The other day I noticed the crankset on my nephew's Specialized Hot Rocks was loose. Well, the cranks wasn't loose but rather BB came loose. On the non-drive side there is a flat nut that uses a wrench to tighten/loosen, followed by a big washer, then the bearing retainer. Apparently the nut came loose and with it the washer and the bearing retainer. It looks like the bearing retainer uses some speacl tool to tighten it. There are two notches that I used as a hold for a flat screwdriver to slowly tighten. Then I used an adjustable wrench to tighten the nut. I noticed that too tight and the cranks don't turn smoothly, so I tightened it just enough that the nut held the bearing retainer and loose enough that it spins smoothly.

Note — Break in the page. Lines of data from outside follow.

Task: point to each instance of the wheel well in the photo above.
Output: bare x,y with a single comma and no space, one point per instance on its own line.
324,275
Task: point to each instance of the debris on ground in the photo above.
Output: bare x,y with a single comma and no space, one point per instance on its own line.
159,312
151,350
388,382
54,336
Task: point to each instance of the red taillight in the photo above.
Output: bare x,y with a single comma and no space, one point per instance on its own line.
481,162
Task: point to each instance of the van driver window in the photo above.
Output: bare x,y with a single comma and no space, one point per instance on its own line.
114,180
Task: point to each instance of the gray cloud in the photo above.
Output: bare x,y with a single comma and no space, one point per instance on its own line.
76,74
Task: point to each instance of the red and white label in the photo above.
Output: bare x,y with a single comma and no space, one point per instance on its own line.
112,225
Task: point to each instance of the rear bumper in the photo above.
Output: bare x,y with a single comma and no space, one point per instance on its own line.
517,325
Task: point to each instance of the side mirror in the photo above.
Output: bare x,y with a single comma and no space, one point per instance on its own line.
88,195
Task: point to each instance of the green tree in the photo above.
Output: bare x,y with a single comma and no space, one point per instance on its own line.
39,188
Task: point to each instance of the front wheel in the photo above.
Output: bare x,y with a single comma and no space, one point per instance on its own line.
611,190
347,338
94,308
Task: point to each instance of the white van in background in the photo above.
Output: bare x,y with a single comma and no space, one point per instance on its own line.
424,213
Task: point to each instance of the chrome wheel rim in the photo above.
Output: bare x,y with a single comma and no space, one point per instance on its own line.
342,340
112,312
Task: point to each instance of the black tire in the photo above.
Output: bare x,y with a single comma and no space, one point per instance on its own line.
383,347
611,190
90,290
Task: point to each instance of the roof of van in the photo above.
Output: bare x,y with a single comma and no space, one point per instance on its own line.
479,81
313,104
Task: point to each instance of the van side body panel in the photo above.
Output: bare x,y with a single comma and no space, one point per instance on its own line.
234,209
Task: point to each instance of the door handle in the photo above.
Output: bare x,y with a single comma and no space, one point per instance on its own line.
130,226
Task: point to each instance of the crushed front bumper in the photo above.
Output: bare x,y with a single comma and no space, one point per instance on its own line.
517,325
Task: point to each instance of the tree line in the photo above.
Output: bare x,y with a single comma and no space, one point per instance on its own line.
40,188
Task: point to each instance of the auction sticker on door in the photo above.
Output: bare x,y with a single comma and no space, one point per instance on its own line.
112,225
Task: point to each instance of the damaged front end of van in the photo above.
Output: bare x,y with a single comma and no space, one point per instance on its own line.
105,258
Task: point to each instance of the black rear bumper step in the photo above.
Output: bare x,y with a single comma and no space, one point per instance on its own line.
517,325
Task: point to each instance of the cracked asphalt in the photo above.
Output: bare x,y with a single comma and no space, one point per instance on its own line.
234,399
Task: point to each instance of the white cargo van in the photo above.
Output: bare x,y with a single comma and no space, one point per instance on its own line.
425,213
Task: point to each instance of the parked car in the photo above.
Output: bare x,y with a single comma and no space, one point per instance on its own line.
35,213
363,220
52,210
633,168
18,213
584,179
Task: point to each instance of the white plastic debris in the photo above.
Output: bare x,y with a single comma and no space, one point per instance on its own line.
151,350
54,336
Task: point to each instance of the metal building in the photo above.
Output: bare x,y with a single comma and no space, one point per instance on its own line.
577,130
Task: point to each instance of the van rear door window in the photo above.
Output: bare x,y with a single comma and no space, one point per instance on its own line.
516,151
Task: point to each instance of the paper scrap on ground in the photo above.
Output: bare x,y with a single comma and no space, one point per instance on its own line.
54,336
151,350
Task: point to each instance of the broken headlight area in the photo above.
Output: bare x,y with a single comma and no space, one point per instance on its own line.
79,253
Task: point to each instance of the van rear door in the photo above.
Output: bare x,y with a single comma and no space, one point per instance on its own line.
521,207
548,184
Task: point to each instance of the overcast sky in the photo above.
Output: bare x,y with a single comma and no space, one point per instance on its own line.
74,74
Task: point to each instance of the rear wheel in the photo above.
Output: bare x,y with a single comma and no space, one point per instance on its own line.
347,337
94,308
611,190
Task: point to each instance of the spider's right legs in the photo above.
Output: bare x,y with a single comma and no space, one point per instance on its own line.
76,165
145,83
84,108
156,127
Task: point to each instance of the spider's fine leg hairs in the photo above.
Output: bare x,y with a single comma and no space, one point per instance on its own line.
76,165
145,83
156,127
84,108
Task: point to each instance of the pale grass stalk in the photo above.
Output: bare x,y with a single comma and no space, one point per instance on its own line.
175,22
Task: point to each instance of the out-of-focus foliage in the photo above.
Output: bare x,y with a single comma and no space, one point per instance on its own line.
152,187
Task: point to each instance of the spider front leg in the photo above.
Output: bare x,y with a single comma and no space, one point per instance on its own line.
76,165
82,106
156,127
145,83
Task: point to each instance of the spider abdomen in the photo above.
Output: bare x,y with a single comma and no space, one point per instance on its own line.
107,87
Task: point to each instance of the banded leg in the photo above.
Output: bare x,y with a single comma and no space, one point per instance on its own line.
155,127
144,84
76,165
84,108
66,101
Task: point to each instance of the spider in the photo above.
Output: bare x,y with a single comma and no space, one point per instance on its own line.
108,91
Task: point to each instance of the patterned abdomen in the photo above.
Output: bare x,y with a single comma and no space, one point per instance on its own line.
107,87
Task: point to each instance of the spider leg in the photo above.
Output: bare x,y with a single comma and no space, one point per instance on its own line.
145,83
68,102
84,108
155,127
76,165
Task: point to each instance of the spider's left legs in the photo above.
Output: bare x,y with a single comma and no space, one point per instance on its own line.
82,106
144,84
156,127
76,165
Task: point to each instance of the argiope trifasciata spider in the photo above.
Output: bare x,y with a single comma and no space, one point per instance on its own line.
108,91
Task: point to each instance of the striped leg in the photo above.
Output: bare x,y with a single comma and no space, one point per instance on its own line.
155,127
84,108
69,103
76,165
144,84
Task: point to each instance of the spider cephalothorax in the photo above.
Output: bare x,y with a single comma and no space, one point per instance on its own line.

This is more of a temporary fix because I'm not sure if I fixed it correctly. How tight should the nut be? Have no idea when the whole thing came loose. Is this normal?


----------



## bme107 (Jul 23, 2008)

Is this what you're dealing with?
http://www.parktool.com/repair/readhowto.asp?id=92


----------



## Dad Man Walking (Sep 7, 2004)

Sounds to me like you figured it out. There's not a lot to those one-piece cranks, and in my experience they come from the factory (and the department store) poorly adjusted. Way too much preload on the bearings on every one I've worked on. They adjust like most other bearings...you get the preload just right on the inner cone/race/nut, then hold it in place with some sort of tool (pin spanner or something like that) while you tighten the compression/lock nut on top of it. Then do it over 3-4 times until you get the bearings to run just right.

The only thing I'd suggest taking another look at is how tight you got the lock nut. You have to have the right tool (or a good substitute) to hold the adjustable race (or cone, or whatever it is) so that you can crank down on the nut without over-tightening the adjustable race/cone thingy. Just loosening the outer nut to back off on the preload pressure usually won't do the trick, it will just come loose again..


----------



## Mount Dora Cycles (May 29, 2009)

I usually tighten the bearing race (the one with two slots) down tight enough to where the cranks barely spins. then install the washer, then the lock nut hand tight. while holding the lock not use a screwdriver to back out the race against the lock nut and this usually give just the right amount of load on the bearings to turn smoothly and makes it so they won't come loose again.


----------